Прихоти любви | страница 29



– Но, господи боже, зачем все это? – проговорила удивленная Клодина. – Фрейлейн Беата придет, но кто же говорит о ней? Она сама штопает, сшивает старые тряпки и вешает их на окна; она слишком домовита и бережлива, чтобы шутить над починенной вещью.

Гейнеман показал пальцем на комнату фрейлейн Линденмейер.

– Там сидит деревенская кумушка, сторожиха из Оберлаутера, которая получает самые свежие новости из резиденции и переносит их из дома в дом, пока не надоест всем. Подойдя к дому, барышня, вы почувствовали сильнейший запах ванили и корицы? Фрейлейн, обрадовавшись редкой гостье, сварила такой густой шоколад, что в нем ложка стоит. А завтра наша старая фрейлейн будет лежать как пласт, с сильнейшими болями в желудке! Хотя, по-моему, известие, принесенное почтальоном в юбке, стоит немного боли: герцог купил наш любимый, прекрасный Герольдгоф.

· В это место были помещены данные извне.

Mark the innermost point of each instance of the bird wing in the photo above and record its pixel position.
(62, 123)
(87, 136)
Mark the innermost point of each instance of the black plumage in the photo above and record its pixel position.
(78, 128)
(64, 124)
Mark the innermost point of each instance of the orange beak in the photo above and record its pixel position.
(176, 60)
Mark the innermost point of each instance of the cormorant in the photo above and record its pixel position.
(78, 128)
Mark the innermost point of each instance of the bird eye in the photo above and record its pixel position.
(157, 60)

Клодина стояла еще около тисового дерева, близ калитки. Она поспешно схватилась за ветку, как бы ища опоры. Кровь бросилась ей в голову, а румянец на щеках сменился смертельной бледностью.

– Господи, как это взволновало вас! – воскликнул испуганный Гейнеман, бросаясь поддержать ее. – Я, старый болван, задел больное место!.. Но дела не переменишь, – он грустно покачал головой, – все-таки в тысячу раз лучше, что герцог купил наш Герольдгоф, а не какой-нибудь выскочка, который устроил бы в нем фабрику… А ваша прекрасная молодость, барышня! Спросите похороненных здесь, – он показал на бывшее монастырское кладбище. – Ведь каждая из них с радостью убежала бы из пустынного леса, если бы нашла хоть какую-нибудь щелку в высоких стенах!

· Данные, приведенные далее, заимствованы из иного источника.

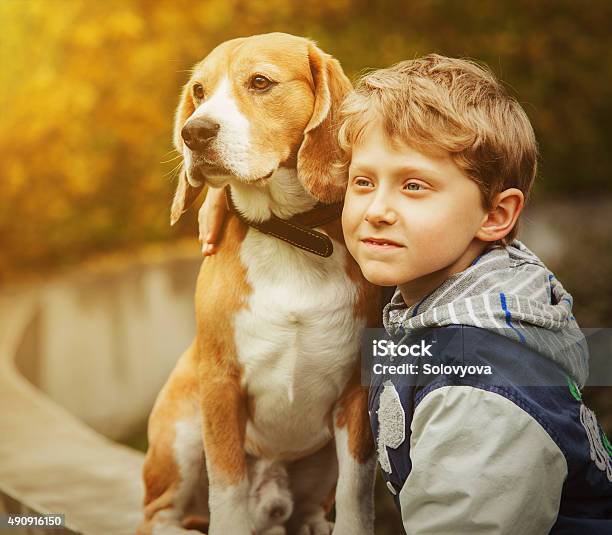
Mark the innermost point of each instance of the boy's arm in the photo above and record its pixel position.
(210, 219)
(480, 464)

Видите ли, хорошо то, что вы снова попадете в свое общество, в вашу настоящую сферу. Каждый цветок ведь требует особой почвы. Весь двор переезжает на лето в Альтенштейн. Герцог хочет устроить молочное хозяйство для своей молодой жены; она, говорят, больна чахоткой, а при этой болезни помогают молоко и запах навоза. – Он почесал себя за ухом. – Это помощь вроде мускуса, употребляемого, когда все средства уже испытаны.

Клодина молча пошла по саду. Ее побледневшие губы сжались, как от страдания. Гейнеман боязливо косился на нее. На кротком прекрасном лице девушки, которое он знал со дня ее появления на свет, теперь отражалась необъяснимая для него борьба.

Это не было горе о потерянном родном доме, как он сначала подумал; скорее ей грозила какая-то враждебная сила, и возражения за и против чего-то теснились в ее душе, тогда как губы оставались сжатыми. Он видел это по откинутой голове и по движениям как будто защищающихся рук. Она, казалось, совершенно забыла о его присутствии. Поэтому он не сказал больше ни слова и принялся работать на ближайших грядках; только тогда, когда Клодина уже входила в дом, старый садовник попросил отпустить его на завтра для продажи воска. Она со слабой улыбкой утвердительно кивнула и стала подниматься по лестнице.